Here, the first strategy considered to overcome the challenges of conventional ODD is drug delivery through the buccal cavity. The buccal delivery route enables a straightforward absorption of drugs into the systemic circulation by completely avoiding the first-pass metabolism [3]. In our study, buccal patches with Atenolol as API were fabricated by a simple one-step process using SDC. The buccal patch formulation was prepared using mucoadhesive polymers HPMC and chitosan with 55 % drug load, followed by feeding the formulation into the slot-die head with a syringe at room temperature (Fig. 1a). The coating was performed using a 50 mm
wide slot-die head at 60º C substrate-bed temperature. The target wet thickness of 500 µm was verified using a thickness comb immediately after coating, yielding an approx. 23 µm thick dry film (Fig. 1c) after evaporation of the solvent. To assess the thickness and drug distribution uniformity of the fabricated buccal patch, random sampling of ⌀10 mm punches of the slot-die coated film was performed by Xurography (Fig. 1b). The random sampling was followed by weight measurement (Table 1) and atenolol release studies using UV-vis spectroscopy (Fig. 1d), showing high reproducibility for the randomly punched samples.
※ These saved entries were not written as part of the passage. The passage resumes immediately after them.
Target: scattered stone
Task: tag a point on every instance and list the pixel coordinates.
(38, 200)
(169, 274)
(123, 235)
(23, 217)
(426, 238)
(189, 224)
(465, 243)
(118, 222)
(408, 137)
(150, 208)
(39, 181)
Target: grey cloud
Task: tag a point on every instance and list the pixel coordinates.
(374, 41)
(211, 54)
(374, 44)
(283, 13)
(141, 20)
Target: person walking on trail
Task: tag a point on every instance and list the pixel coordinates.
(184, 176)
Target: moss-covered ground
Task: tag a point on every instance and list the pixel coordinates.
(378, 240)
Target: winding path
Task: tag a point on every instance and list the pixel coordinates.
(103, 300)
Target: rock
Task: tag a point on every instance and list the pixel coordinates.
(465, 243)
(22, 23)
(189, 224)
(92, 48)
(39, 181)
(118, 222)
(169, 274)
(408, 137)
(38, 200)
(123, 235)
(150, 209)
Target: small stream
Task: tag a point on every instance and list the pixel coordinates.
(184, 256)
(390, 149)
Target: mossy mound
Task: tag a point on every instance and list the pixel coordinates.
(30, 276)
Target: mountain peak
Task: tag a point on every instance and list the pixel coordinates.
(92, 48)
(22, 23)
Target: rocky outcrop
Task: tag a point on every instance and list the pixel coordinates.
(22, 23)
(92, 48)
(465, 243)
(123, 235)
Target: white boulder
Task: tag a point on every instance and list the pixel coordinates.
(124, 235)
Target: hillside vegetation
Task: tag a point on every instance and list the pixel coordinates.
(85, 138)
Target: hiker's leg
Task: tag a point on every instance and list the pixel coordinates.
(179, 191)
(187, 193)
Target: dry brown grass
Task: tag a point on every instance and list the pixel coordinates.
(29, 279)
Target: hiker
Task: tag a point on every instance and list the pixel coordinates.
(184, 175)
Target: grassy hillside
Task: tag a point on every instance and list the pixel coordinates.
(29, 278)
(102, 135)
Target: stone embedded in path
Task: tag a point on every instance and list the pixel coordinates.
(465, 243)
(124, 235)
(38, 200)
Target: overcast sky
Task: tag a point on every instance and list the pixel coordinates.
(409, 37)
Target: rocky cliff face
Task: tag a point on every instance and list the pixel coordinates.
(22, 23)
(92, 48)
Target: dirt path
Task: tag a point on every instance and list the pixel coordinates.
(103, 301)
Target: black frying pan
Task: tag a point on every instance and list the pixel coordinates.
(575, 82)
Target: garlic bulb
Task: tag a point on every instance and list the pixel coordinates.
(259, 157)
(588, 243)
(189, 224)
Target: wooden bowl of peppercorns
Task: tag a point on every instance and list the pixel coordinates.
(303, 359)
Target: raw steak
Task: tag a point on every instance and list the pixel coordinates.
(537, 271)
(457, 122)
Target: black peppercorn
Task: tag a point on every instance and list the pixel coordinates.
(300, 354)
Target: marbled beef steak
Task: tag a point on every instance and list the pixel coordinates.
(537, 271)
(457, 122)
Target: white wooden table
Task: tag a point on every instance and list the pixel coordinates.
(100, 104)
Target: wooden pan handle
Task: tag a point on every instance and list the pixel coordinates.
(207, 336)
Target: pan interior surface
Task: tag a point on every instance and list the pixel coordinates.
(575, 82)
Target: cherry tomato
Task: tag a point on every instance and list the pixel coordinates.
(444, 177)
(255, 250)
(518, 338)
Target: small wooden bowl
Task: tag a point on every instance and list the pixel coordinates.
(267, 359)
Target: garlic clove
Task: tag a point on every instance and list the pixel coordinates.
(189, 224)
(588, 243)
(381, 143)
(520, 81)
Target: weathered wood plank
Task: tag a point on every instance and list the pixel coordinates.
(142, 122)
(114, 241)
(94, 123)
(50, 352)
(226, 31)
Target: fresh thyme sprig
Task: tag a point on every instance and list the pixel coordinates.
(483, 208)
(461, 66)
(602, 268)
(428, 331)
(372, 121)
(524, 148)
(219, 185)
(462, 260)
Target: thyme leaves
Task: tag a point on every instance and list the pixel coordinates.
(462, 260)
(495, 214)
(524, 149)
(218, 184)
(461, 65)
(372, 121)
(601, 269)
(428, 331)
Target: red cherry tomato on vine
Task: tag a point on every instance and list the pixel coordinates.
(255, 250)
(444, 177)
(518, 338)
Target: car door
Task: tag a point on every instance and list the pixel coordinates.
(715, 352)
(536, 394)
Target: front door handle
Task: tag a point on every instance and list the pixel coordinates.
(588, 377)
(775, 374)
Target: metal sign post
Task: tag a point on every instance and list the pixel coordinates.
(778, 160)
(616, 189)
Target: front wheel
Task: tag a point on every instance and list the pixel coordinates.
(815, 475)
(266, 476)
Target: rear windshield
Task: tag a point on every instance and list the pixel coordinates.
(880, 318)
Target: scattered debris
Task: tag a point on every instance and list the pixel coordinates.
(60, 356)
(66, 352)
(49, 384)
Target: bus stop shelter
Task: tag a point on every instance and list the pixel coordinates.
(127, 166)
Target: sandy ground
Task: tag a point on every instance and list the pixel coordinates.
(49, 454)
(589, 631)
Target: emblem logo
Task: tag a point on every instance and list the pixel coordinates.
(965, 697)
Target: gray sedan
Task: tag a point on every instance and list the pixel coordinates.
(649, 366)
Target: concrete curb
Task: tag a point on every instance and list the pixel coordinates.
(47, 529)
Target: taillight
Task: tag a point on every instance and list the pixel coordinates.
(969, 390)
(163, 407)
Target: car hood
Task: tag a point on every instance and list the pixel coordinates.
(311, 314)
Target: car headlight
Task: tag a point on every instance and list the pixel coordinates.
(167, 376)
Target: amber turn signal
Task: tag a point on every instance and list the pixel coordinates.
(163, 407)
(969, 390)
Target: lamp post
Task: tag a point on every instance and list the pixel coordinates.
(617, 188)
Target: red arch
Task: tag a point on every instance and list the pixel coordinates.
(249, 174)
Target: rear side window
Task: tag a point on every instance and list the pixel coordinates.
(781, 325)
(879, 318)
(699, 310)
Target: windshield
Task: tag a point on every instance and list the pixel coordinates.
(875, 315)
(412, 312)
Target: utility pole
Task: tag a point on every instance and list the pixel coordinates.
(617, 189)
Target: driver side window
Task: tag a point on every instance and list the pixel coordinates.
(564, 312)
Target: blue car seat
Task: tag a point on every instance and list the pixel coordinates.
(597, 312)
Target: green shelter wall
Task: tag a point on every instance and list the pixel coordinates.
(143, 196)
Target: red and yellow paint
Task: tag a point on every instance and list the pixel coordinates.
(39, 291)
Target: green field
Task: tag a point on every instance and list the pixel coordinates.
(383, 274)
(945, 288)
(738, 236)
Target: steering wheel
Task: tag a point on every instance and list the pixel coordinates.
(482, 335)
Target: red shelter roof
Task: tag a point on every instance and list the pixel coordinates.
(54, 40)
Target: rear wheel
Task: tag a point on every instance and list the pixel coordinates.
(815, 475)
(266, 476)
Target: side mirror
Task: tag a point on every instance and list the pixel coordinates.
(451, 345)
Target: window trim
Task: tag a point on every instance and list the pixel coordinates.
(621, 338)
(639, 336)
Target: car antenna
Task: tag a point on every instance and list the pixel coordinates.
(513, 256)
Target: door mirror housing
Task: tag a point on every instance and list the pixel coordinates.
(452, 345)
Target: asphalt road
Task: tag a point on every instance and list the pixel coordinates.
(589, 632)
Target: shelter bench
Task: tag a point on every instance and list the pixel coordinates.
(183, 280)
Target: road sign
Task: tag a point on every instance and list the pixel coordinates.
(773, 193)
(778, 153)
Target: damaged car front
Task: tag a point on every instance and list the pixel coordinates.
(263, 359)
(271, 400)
As a second strategy addressing common issues in ODD, we developed oral drug delivery systems using micro-and nanoscale technologies with the aim to transport the drug to the target sites safely. Microparticles were fabricated in a two-step process combining SDC and hot punching. Firstly, a dry film of polycaprolactone (PCL) with a thickness of about 80 µm was prepared using SDC. To obtain microparticles of desired particle geometry, a Si master template was fabricated by photolithography and deep reactive ion etching (DRIE) (Fig. 2a) and the structures were subsequently replicated in a cyclo olefin polymer (COP) stamp (Fig 2b). A stack was prepared placing a PTFE sheet and the SDC coated PCL film over the COP stamp in a nanoimprinting tool. A pressure of 7 bars and a temperature of 85º C were applied for about 30 min, allowing the COP stamp to penetrate the PCL film. This resulted in hot punching of individual microparticles with the shape corresponding to the stamp geometry (Fig. 2c).

The fabrication method for drug microparticle fabrication proved to be simple and repeatable, thus establishing a road map for scalable continuous production that is not restricted to batch processing limitations. Loading of PCL polymer matrix with Furosemide as a model drug is currently being studied along with water soluble PVA substrates for harvesting microparticles.